What is typical field acceptance rate and OCR accuracy level

OCR Accuracy Level

The question that comes up quite often in our engagements is  – “What is your typical field acceptance rate and OCR accuracy level for Marks, Characters, and Handwriting text (Also Red Dropout vs Non-dropout)? Does your software do boilerplate drop-out?”

Accuracy is always dependent on the quality and type of the original document. My rule of thumb is that if you cant see it clearly with your eyes, OCR will not do a good job with it either. The better the image quality the higher our accuracy ratings will be. That said, we employ a voting engine that will catch most mistakes.

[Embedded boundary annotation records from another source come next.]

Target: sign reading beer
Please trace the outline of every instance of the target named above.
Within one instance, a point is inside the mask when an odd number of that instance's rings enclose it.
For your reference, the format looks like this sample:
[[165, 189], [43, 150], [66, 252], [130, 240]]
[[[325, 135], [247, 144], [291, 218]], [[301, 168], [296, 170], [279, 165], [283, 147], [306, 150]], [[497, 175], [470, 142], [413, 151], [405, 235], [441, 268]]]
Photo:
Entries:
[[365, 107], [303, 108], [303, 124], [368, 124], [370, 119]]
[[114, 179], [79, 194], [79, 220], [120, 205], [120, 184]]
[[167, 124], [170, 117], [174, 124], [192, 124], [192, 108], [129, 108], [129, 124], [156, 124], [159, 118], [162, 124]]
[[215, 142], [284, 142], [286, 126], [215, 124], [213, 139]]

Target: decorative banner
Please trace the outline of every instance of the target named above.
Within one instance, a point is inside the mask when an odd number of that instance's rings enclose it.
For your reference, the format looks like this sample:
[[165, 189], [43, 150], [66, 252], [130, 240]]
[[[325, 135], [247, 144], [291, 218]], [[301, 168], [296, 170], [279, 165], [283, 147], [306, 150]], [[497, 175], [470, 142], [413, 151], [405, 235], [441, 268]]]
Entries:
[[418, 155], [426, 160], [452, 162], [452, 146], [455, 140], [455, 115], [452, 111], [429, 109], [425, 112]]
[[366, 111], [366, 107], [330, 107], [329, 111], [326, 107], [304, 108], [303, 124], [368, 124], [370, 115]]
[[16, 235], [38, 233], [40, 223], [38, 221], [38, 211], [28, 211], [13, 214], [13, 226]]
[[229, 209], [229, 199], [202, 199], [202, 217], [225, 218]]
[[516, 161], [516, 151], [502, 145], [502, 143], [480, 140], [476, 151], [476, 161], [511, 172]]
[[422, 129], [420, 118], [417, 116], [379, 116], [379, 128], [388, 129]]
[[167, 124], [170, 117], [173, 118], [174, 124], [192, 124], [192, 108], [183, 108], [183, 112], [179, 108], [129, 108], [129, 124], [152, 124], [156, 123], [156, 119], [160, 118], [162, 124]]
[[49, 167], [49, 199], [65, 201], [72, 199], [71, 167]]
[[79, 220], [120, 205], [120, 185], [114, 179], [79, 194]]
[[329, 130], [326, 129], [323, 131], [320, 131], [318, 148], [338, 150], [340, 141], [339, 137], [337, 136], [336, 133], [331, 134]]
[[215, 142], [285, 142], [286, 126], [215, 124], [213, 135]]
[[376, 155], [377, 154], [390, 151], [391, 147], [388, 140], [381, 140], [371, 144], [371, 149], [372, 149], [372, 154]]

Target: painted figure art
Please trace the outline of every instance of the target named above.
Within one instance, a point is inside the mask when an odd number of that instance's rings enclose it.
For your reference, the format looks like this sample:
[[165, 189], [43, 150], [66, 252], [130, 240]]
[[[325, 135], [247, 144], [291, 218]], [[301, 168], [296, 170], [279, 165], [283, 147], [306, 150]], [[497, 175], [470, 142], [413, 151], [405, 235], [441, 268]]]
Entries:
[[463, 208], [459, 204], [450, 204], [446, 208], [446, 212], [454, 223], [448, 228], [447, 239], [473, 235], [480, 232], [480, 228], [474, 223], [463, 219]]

This analysis is based on standard 300 dpi TIFF or electronically generated PDF, or at scan time, image processing is applied like red-drop-out.  On text, based documents, we typically see upwards of 90% character recognition accuracy (that is 90 out of 100 words and marks related to extracted metadata fields.  On “clean” and proper registered documents, this percentage rises to upwards of 95%.

For Handwriting recognition (ICR), we typically see upwards of 75% if it is block letters, constrained and structured (comb fields).

Cursive Handwriting Recognition generally delivers upwards of 50% accuracy, but also improves over use with learning and training.

Boiler template dropout – all image processing settings are global. If required, separate workflows that include unique settings can be designed for identified document sets from a specific identified destination.


Whose engines do you use? Do you have a proprietary engine?

We employ two main OCR engines: Nuance Omnipage and OpenText Recostar.

Optional are the A2iA recognition engines. We can also license other 3rd party engines as required.